22. Moore distinguishes between ‘epochal ecological crises’ and ‘developmental ecological
crises’. Analyse this distinction and discuss its implications for how we might understand
the current ecological conjuncture. Feel free to refer to the work of other theorists you have
read this year, in addition to Moore, in your answer.
23. Write an essay that explores contemporary debates on climate change, analysing these
through the conceptual frameworks provided by any two of the following: Davis, Moore,
Klein, and Parenti.
24. What is ‘slow violence’, as Rob Nixon talks about it in his book of that title, and why does
he suggest that we need to develop a theory of this ‘different kind of violence’?

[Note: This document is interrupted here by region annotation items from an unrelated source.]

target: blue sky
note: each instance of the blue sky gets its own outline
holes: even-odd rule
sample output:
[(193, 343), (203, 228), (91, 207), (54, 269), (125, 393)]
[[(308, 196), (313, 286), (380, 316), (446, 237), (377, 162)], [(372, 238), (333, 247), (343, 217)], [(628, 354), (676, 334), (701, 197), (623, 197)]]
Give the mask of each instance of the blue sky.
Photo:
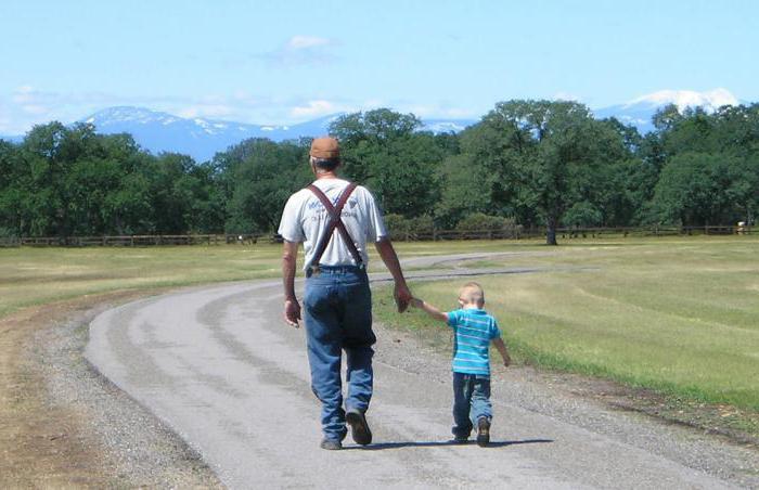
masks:
[(664, 89), (759, 100), (755, 1), (2, 0), (0, 133), (111, 105), (292, 124)]

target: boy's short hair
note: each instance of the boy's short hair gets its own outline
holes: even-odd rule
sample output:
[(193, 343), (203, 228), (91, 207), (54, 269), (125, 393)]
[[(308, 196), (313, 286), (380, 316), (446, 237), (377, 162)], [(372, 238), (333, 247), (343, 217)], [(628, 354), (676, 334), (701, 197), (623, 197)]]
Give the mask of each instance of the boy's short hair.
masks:
[(468, 304), (485, 305), (485, 291), (478, 283), (469, 282), (459, 289), (459, 299)]

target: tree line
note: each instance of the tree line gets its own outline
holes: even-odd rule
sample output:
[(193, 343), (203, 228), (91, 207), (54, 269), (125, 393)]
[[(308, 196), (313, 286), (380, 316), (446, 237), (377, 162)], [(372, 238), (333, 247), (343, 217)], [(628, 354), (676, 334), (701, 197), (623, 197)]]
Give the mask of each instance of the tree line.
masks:
[[(460, 133), (381, 108), (330, 127), (344, 175), (388, 220), (454, 229), (752, 223), (759, 212), (759, 104), (678, 111), (641, 134), (577, 102), (499, 103)], [(267, 233), (312, 176), (310, 140), (249, 139), (196, 163), (153, 155), (129, 134), (50, 122), (0, 140), (0, 236)]]

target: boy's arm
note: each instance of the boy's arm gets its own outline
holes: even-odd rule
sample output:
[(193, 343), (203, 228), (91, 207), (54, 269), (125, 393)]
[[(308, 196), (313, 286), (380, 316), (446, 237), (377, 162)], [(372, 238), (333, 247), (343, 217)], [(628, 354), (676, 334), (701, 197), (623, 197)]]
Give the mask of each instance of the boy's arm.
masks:
[(440, 320), (441, 322), (448, 323), (448, 314), (438, 310), (437, 308), (435, 308), (434, 306), (424, 301), (423, 299), (419, 299), (419, 298), (411, 299), (411, 306), (414, 308), (423, 309), (424, 311), (427, 312), (428, 315), (430, 315), (435, 320)]
[(512, 363), (512, 358), (509, 356), (509, 349), (506, 349), (506, 345), (503, 343), (503, 339), (501, 337), (494, 338), (493, 346), (503, 358), (503, 365), (509, 368), (509, 365)]

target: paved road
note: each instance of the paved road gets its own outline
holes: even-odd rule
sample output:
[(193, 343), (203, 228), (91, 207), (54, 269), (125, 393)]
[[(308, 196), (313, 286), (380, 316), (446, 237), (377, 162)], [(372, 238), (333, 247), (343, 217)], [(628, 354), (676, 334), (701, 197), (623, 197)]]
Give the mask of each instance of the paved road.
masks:
[(449, 383), (382, 356), (375, 444), (320, 450), (304, 333), (284, 325), (281, 304), (280, 281), (149, 298), (98, 317), (86, 356), (230, 488), (725, 487), (622, 437), (519, 405), (507, 389), (493, 395), (491, 448), (450, 446)]

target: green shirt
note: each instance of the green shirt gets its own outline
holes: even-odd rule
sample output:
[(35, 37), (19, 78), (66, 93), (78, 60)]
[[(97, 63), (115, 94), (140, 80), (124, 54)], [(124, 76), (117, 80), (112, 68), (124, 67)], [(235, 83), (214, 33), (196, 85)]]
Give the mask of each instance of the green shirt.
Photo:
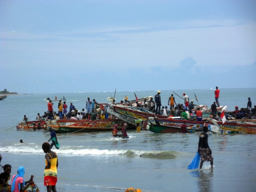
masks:
[(181, 114), (180, 115), (181, 118), (183, 118), (185, 119), (188, 119), (188, 114), (185, 111), (184, 111), (181, 113)]

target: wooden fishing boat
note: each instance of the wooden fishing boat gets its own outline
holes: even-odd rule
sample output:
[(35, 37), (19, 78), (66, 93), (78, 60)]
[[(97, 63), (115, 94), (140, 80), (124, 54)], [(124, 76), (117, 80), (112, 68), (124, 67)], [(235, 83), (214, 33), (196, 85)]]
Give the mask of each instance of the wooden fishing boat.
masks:
[[(181, 126), (183, 124), (183, 120), (179, 117), (174, 118), (160, 119), (149, 117), (149, 123), (147, 129), (154, 133), (178, 133)], [(219, 127), (214, 125), (211, 125), (204, 121), (186, 120), (186, 125), (188, 130), (190, 133), (197, 131), (202, 131), (203, 127), (207, 126), (209, 131), (217, 133), (219, 132)]]
[(9, 95), (1, 95), (0, 96), (0, 101), (1, 101), (1, 100), (3, 100), (3, 99), (5, 99), (5, 98), (6, 98), (7, 97), (8, 97), (9, 96)]
[(46, 121), (48, 128), (52, 127), (58, 133), (110, 131), (113, 129), (115, 124), (118, 125), (118, 129), (120, 129), (124, 121), (119, 119), (62, 119)]
[[(177, 130), (179, 129), (183, 123), (182, 120), (172, 118), (161, 119), (149, 118), (148, 119), (151, 124), (148, 127), (148, 129), (154, 133), (177, 132)], [(223, 124), (222, 121), (217, 121), (215, 120), (212, 120), (211, 121), (214, 125), (219, 127), (220, 132), (223, 133), (256, 134), (256, 124), (248, 124), (229, 121), (225, 122)], [(208, 122), (206, 125), (206, 123), (205, 121), (186, 120), (188, 129), (194, 129), (195, 131), (202, 130), (204, 126), (211, 124), (210, 122)], [(176, 130), (174, 130), (174, 129), (176, 129)]]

25. Discuss the use of the concept of ‘world-system’ in any of the recent writings on ‘world
literature’ that you have read.
26. ‘Extractivism is a nonreciprocal, dominance-based relationship with the earth, one purely
of taking. It is the opposite of stewardship, which involves taking but also taking care that
regeneration and future life continue. Extractivism is the mentality of the mountaintop
remover and the old-growth clear-cutter… These ideas predate industrial-scale extraction
of fossil fuels. And yet the ability to harness the power of coal to power factories and ships
is what, more than any single other factor, enabled these dangerous ideas to conquer the
world. It’s a history worth exploring in more depth, because it goes a long way toward
explaining how the climate crisis challenges not only capitalism but the underlying
civilizational narratives about endless growth and progress within which we are all, in one
way or another, still trapped’ (This Changes Everything, pp. 169-70).
Critically analyse Klein’s account of the relationship between capitalism and climate in This
Changes Everything, paying particular attention to her concept of ‘extractivism’.
27. ‘For the apocalyptician, the spectre of universal catastrophe may look like a good way of
rallying a middle class who may not directly suffer from the impact of fossil-fuelled
globalisation. But for many listeners, to flatten out existing social conflict in this way feels
disempowering. If the threat of global collapse is supposed to spur us all toward concerted
action, why does it seem instead to paralyse the political imagination, spook ordinary
people into putting their rebellious instincts on ice, and deaden discussion among different
social movements about the lessons of their struggles?’ (Larry Lohmann, ‘Fetishisms of
Apocalypse’, p. 2).
Discuss Lohmann’s critique of apocalypse narratives with reference to the presentation of
climate change in any two or more of the theorists we have read this term.